There are always certain items in every home that we have long since identified as irreplaceable: a souvenir snapshot of a last family vacation; a dessicated corsage in its plastic bubble; the family Bible; an old doll — something that we know we can never replace. Sometimes the object is so patently worthless that we don’t leave it out on display for uncaring eyes, but we know where it is, always, and if there were to be a cry of “Fire!” we would have it in our hands before we were even aware of having heard the warning. We don’t choose these things: they choose us. The relationship is organic, subterranean.
As with most people, I suspect that my lares and my penates would seem a bit silly to someone else. A plant that I’ve been dragging around for thirty-seven years; a wooden sculpture of an angel’s head that’s been with me for thirty; the first book I ever bought with my own money, a paperback science-fiction novel — disintegrated now to just a bundle of loose pages in a zip-lok bag — purchased off the swivel rack at Ray’s Drugstore forty-five years ago. Even to me, these things seem foolish, but I know that my life would be diminished by the loss of any of them.
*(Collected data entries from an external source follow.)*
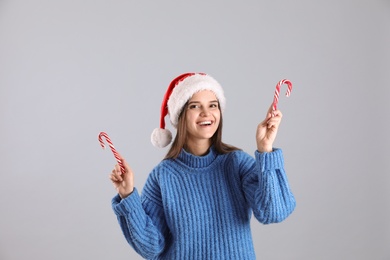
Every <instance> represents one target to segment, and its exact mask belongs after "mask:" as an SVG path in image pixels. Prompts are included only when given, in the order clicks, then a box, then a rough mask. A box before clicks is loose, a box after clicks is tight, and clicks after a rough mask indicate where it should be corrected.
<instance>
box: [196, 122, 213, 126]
mask: <svg viewBox="0 0 390 260" xmlns="http://www.w3.org/2000/svg"><path fill="white" fill-rule="evenodd" d="M212 123H213V122H212V121H202V122H199V123H198V125H200V126H209V125H211V124H212Z"/></svg>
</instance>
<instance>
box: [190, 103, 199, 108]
mask: <svg viewBox="0 0 390 260" xmlns="http://www.w3.org/2000/svg"><path fill="white" fill-rule="evenodd" d="M188 108H189V109H197V108H199V105H196V104H192V105H189V106H188Z"/></svg>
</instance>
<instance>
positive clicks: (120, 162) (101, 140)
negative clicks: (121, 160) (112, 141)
mask: <svg viewBox="0 0 390 260" xmlns="http://www.w3.org/2000/svg"><path fill="white" fill-rule="evenodd" d="M103 137H104V138H105V139H106V141H107V143H108V145H109V146H110V148H111V151H112V153H113V154H114V157H115V159H116V161H117V162H118V164H119V166H120V167H121V172H122V173H125V167H124V166H123V163H122V161H121V159H122V158H121V156H120V155H119V153H118V152H117V151H116V149H115V147H114V145H113V144H112V142H111V139H110V137H108V135H107V134H106V133H105V132H100V134H99V142H100V145H101V146H102V148H103V149H105V145H104V142H103Z"/></svg>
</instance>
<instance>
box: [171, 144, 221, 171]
mask: <svg viewBox="0 0 390 260" xmlns="http://www.w3.org/2000/svg"><path fill="white" fill-rule="evenodd" d="M216 157H217V151H215V149H214V147H213V146H212V147H210V149H209V151H208V153H207V154H206V155H203V156H196V155H193V154H191V153H189V152H187V151H186V150H184V149H182V150H181V152H180V154H179V156H178V157H177V160H179V161H180V162H182V163H184V164H185V165H187V166H188V167H191V168H204V167H207V166H209V165H210V164H211V163H212V162H213V161H214V160H215V158H216Z"/></svg>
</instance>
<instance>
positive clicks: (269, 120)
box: [256, 105, 283, 153]
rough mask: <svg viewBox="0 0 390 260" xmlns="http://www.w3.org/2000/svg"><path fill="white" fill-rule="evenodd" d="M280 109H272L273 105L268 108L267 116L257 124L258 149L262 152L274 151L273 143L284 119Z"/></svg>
mask: <svg viewBox="0 0 390 260" xmlns="http://www.w3.org/2000/svg"><path fill="white" fill-rule="evenodd" d="M282 116H283V115H282V112H280V110H275V111H272V105H271V107H270V108H269V109H268V112H267V116H266V118H265V119H264V121H263V122H261V123H260V124H259V125H258V126H257V131H256V142H257V150H258V151H259V152H260V153H265V152H272V147H273V143H274V141H275V138H276V134H277V132H278V129H279V125H280V122H281V121H282Z"/></svg>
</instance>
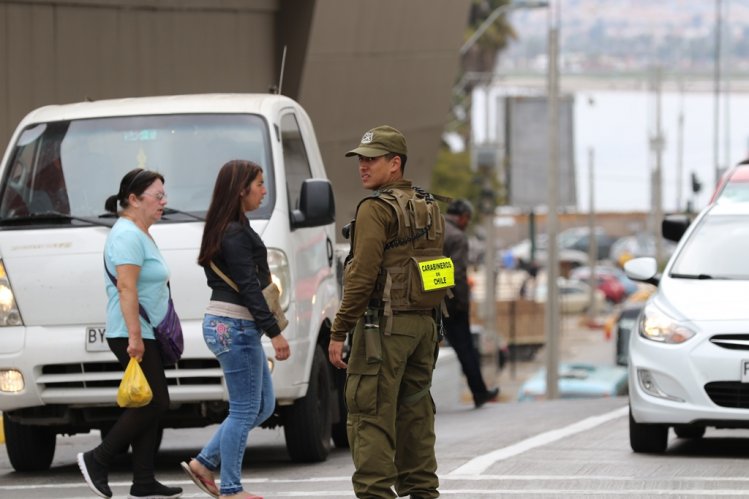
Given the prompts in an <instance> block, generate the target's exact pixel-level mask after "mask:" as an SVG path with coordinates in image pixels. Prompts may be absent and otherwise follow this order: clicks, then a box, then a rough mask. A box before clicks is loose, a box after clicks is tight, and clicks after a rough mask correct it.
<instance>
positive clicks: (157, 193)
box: [143, 192, 168, 201]
mask: <svg viewBox="0 0 749 499" xmlns="http://www.w3.org/2000/svg"><path fill="white" fill-rule="evenodd" d="M143 194H144V195H148V196H151V197H152V198H154V199H156V201H163V200H165V199H166V198H167V197H168V196H167V195H166V192H157V193H156V194H154V193H152V192H143Z"/></svg>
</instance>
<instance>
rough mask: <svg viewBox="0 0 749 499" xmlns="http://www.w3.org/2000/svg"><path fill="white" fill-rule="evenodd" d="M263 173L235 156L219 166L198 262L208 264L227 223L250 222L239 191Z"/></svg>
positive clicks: (211, 198) (246, 187)
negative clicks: (261, 173)
mask: <svg viewBox="0 0 749 499" xmlns="http://www.w3.org/2000/svg"><path fill="white" fill-rule="evenodd" d="M262 172H263V169H262V168H260V165H258V164H257V163H253V162H252V161H246V160H241V159H234V160H231V161H229V162H227V163H226V164H224V166H222V167H221V170H219V172H218V177H216V185H214V186H213V195H212V197H211V204H210V206H209V207H208V213H206V216H205V229H203V241H202V242H201V244H200V253H199V254H198V264H199V265H202V266H203V267H208V266H209V265H210V264H211V260H213V258H214V257H215V256H216V255H217V254H218V252H219V250H220V249H221V239H222V237H223V234H224V231H225V230H226V227H228V226H229V223H230V222H240V223H249V221H248V220H247V215H245V214H244V211H243V210H242V191H243V190H245V189H249V187H250V184H251V183H252V182H253V181H254V180H255V179H256V178H257V176H258V175H259V174H261V173H262Z"/></svg>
Here in Winslow, a community that has seen more than its share of ups and downs over the last hundred-odd years, there are a number of houses that now stand empty. If you peek inside you can often see furniture, clothes, bric-a-brac — the detritus of a home whose heart has fled. Sometimes you find objects that seem so strange, so absolutely meaningless, that you know the owner of the house must have died: under no other circumstances would these things have been left behind.
Sometimes, an old clock or a book or a snapshot are just things, objects to use and forget; but sometimes — they’re family.